If you have an extra 30 minute and want to elevate the level of your next snack session or even a main dish like lasagna, take a little extra time and make a fresh batch of Homemade Ricotta Cheese. It is next level in flavor and texture. Once you make this, you wont ever want to go back to the store bought stuff again.
Homemade Ricotta Cheese is soft in texture and delicate in flavor!
I always have milk, cream, salt and vinegar on hand, and if you can believe it, that is all that is required to make a batch of fresh Homemade Ricotta Cheese. I will be honest, I was told this is foolproof and it probably was, until I tried my first batch. I was a little overzealous and stirred too soon and too much and broke down my curds. So, they never formed a clumpy texture, instead I had a weird, thick, cream that I had to toss down the sink. Don’t over-stir!
When I say don’t over-stir, what I should really be saying is, making Homemade Ricotta Cheese is a pretty hands-off endeavor, which is where I went wrong in my initial attempt. First, you want to place your milk, cream and salt in a sauce pan over med-low heat (niiiiice and slow or you burn it to the bottom). You want to scald your milk. Scalding simply means bringing it almost to a boil.
Homemade Ricotta Cheese is easy to make and topped with cinnamon, honey and pistachios, makes a perfect dessert!!
You will want to stir the milk mixture for 5 or so minutes over the heat and you will begin to notice bubbles forming around the edge of the sauce pan and it will look steamy and frothy. When you get to this point, remove the milk and add your vinegar, give it one stir and then DON’T TOUCH IT (not kidding here, this is where I went wrong the first time) for 15 minutes. Turn your back and just walk away and let it sit there all alone and the curdling will begin to take place. Walk away people, just walk away and let it do its thing undisturbed.
After 15 minutes, gently stir the milk mixture with a slotted spoon and you will notice it has started to curdle and make “curds” leaving a liquid called whey. I know you have heard of this stuff, “Little Miss Muffet, sat on her tuffet, eating her curds and whey, along came a spider……blah, blah.” When I was young, I had no idea what curds and whey were and the pictures in my little books just made it look like lumpy oatmeal, but nope!! She was actually eating a bowl of RICOTTA CHEESE!! What in the world!?
Sorry to digress, after you have gotten to the curdle stage, you will line a strainer with a few layers of cheese cloth and let it sit for between 15-60 minutes to let the whey (liquid) drain out. I sometimes gently help it along by giving the cheese cloth a gentle squeeze after 15 minutes. The longer you let it drain, the firmer and “less loose” it will be. You can even put it in the fridge overnight. What is left is a soft, tender, lightly flavored ricotta cheese. I am telling you, making Homemade Ricotta Cheese is amazing!!! When I first tasted this, it made me sigh with happiness.
Homemade Ricotta Cheese
- 6 cups Whole milk (do not use reduced fat milk)
- 2 cups Heavy cream
- 3 tbsp white vinegar
- 1-1/2 tsp kosher, salt
- In a medium sauce pan, place milk, cream and salt and stir together. Turn heat to med-low. Stirring occasionally.

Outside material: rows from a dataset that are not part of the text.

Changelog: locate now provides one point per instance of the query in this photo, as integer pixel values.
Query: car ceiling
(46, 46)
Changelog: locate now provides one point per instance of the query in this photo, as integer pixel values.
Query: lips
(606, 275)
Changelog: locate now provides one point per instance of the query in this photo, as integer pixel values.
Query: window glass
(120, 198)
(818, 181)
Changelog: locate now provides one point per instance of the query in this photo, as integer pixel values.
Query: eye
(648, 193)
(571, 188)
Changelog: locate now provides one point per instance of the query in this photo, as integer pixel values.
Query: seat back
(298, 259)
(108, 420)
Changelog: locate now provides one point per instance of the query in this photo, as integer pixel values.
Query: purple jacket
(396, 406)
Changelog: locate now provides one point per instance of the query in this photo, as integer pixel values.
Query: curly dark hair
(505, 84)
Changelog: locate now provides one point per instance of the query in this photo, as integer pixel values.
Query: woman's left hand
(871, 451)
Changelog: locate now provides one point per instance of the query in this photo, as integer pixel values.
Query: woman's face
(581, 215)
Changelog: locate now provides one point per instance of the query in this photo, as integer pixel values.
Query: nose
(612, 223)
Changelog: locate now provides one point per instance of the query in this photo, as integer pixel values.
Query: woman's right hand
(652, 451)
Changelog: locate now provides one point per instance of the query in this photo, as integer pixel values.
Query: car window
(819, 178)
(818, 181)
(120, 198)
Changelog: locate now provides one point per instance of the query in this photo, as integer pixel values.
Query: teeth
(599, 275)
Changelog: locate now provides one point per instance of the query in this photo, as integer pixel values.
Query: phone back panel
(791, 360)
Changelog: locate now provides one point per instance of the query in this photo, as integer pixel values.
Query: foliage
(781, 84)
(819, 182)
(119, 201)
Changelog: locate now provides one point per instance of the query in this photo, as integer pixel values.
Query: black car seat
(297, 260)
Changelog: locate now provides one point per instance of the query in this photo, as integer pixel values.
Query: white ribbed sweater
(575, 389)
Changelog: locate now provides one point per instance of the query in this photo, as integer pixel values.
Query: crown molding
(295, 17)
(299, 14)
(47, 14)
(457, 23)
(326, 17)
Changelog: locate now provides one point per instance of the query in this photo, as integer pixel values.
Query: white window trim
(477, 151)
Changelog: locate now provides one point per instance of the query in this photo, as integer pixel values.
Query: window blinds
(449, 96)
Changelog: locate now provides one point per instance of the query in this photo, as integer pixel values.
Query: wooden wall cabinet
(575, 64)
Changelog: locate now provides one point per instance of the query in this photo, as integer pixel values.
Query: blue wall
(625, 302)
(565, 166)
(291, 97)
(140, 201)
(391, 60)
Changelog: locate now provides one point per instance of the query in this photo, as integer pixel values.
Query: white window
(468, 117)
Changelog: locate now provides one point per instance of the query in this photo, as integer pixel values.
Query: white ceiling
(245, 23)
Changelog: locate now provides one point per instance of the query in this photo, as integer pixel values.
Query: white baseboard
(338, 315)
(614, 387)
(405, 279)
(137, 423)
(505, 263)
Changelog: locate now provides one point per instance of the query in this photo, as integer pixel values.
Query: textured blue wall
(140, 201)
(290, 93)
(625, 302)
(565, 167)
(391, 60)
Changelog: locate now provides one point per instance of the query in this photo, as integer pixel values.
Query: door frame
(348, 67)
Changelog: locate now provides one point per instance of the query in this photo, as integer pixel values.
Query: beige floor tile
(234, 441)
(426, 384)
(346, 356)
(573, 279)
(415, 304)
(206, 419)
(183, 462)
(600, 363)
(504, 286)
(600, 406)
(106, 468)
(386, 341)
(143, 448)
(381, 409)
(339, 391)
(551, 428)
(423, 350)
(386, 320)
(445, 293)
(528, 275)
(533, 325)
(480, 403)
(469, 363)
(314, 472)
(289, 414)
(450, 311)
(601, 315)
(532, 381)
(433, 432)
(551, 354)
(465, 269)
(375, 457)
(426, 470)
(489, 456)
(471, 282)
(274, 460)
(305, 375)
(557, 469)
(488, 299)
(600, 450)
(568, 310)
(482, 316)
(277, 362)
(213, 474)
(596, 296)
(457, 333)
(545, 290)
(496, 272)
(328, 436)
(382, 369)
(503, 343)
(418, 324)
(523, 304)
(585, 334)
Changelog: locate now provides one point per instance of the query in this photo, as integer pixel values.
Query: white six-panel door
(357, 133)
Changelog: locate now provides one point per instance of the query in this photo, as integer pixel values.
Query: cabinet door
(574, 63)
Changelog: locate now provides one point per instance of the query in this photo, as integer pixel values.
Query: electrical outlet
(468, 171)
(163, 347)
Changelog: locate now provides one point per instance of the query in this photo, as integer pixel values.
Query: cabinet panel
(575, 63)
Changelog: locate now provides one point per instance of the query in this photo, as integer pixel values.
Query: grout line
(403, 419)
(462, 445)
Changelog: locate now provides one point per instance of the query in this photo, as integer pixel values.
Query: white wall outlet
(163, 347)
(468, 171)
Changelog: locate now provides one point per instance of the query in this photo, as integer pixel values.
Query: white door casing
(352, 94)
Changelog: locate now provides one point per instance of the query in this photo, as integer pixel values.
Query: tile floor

- You are trying to scald the milk, so when it looks bubbly around the edges, steamy and frothy, remove it from the heat.
- Stir in the vinegar and give it one good stir and then let it sit undisturbed for 15 minutes.
- After sitting undisturbed, stir it gently with a slotted spoon and you will see curds have formed.
- Place several layers of cheese cloth over a strainer and gently pour the ricotta into the cheese cloth and let sit for at least 15 minutes (up to 60 minutes for a firmer ricotta) and let the whey drain out.
- Then scrape the ricotta out of the cheese cloth and put in a covered bowl and place in the fridge until you are ready to use it. (It will firm up more when chilled). Enjoy!
This is where you can decide what you want to do with it. You can put it in the fridge overnight to let it firm a bit and then stir in garlic and herbs and you have a nice spread for crackers or crostini, or put it on a pizza or in a nice pan of lasagna. One of my favorites is on grilled peaches or nice juicy figs. I cut the figs in half, place a scoop of ricotta on them, drizzle with honey and sprinkle with chopped pistachios and fresh torn mint leaves. Oh mama, it is FANTASTIC!!
Have you ever made Homemade Ricotta Cheese? What is your favorite way to eat it?